Другие переводы Ольги Палны с разных языков можно найти на страничке www.olgapalna.com.Эта книга издавалась в 2005 году (главы "Джимми" в переводе ОП), в текущей версии (все главы в переводе ОП) эта книжка ранее не издавалась.И далее, видимо, издана не будет ...To Colem, with love.
В книге рассказывается история главного героя, который сталкивается с различными проблемами и препятствиями на протяжении всего своего путешествия. По пути он встречает множество второстепенных персонажей, которые играют важные роли в истории. Благодаря опыту главного героя книга исследует такие темы, как любовь, потеря, надежда и стойкость. По мере того, как главный герой преодолевает свои трудности, он усваивает ценные уроки жизни и растет как личность.

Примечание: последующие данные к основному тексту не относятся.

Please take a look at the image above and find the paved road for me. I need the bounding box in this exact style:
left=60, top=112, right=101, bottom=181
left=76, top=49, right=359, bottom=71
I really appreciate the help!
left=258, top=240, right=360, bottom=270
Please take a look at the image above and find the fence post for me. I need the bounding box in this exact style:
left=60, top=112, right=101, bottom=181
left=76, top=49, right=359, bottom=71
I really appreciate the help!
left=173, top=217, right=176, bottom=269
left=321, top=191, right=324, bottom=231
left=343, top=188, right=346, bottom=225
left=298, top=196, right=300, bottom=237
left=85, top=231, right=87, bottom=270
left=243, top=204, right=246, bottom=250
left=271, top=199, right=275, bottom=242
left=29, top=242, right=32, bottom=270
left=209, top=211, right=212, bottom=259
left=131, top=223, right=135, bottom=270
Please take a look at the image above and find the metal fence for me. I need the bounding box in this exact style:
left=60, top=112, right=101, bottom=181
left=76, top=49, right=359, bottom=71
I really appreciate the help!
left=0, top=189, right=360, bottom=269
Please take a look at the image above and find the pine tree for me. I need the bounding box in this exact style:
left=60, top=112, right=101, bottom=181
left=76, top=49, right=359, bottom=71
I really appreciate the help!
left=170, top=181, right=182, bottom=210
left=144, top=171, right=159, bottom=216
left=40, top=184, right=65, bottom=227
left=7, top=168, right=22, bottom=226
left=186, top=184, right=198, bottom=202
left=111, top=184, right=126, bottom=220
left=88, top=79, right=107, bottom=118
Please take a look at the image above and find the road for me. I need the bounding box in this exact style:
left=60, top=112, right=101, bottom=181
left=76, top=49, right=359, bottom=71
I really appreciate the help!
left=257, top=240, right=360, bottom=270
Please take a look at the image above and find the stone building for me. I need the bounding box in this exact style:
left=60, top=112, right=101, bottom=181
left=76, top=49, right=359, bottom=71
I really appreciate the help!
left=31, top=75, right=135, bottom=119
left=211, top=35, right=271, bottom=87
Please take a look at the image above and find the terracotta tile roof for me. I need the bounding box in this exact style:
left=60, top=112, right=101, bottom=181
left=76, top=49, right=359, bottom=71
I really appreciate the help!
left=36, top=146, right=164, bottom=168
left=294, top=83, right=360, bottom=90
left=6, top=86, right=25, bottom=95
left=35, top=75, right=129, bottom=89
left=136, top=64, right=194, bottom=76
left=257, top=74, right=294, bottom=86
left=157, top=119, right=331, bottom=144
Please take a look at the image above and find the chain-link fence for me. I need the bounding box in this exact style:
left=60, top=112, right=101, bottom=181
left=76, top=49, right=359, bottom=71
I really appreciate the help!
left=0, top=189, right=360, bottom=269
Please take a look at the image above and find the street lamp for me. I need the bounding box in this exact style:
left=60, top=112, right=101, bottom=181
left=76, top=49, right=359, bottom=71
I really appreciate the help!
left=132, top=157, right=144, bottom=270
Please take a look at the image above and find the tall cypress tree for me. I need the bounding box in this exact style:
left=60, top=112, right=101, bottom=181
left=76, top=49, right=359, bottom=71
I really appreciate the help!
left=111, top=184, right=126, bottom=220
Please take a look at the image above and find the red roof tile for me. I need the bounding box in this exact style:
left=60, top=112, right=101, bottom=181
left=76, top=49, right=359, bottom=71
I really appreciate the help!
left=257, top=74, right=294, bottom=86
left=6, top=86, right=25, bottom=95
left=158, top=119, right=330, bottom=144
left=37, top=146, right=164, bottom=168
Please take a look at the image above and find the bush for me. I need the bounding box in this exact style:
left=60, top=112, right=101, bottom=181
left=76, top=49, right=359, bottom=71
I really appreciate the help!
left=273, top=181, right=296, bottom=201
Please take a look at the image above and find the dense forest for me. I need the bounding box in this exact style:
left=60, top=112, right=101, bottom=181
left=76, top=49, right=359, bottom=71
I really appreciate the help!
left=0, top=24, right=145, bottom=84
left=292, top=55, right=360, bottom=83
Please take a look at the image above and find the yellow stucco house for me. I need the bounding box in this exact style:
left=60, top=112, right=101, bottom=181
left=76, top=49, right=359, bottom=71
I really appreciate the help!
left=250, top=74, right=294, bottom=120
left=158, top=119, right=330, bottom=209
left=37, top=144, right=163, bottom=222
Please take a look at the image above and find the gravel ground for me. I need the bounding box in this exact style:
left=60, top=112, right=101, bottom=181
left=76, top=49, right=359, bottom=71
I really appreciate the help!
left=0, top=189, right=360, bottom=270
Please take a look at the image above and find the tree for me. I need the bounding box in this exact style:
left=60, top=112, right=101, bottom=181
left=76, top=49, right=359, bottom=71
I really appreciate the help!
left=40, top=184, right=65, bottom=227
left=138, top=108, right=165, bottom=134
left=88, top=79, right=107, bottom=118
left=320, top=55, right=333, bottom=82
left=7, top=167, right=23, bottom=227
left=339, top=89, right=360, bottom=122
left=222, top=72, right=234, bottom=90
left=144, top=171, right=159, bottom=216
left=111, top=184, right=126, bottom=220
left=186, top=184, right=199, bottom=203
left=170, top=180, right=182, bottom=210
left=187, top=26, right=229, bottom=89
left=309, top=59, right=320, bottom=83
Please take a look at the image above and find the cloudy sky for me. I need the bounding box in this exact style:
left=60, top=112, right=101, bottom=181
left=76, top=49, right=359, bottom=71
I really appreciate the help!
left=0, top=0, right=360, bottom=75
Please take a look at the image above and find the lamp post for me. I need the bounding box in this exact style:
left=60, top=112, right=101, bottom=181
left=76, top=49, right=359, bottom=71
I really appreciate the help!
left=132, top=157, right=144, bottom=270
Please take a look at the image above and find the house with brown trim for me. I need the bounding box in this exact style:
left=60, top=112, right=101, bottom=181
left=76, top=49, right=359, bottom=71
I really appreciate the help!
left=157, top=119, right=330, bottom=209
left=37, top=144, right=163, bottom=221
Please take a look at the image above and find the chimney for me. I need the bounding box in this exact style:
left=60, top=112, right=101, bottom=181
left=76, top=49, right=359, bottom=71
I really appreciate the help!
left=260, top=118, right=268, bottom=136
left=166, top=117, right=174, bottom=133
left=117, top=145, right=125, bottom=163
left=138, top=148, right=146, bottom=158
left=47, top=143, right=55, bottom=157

Настоящее Собрание сочинений и писем Салтыкова-Щедрина, в котором критически использованы опыт и материалы предыдущего издания, осуществляется с учетом новейших достижений советского щедриноведения. Собрание является наиболее полным из всех существующих и включает в себя все известные в настоящее время произведения писателя, как законченные, так и незавершенные.«Благонамеренные речи» формировались поначалу как публицистический, журнальный цикл. Этим объясняется как динамичность, оперативность отклика на те глубинные сдвиги и изменения, которые имели место в российской действительности конца 60-х — середины 70-х годов, так и широта жизненных наблюдений.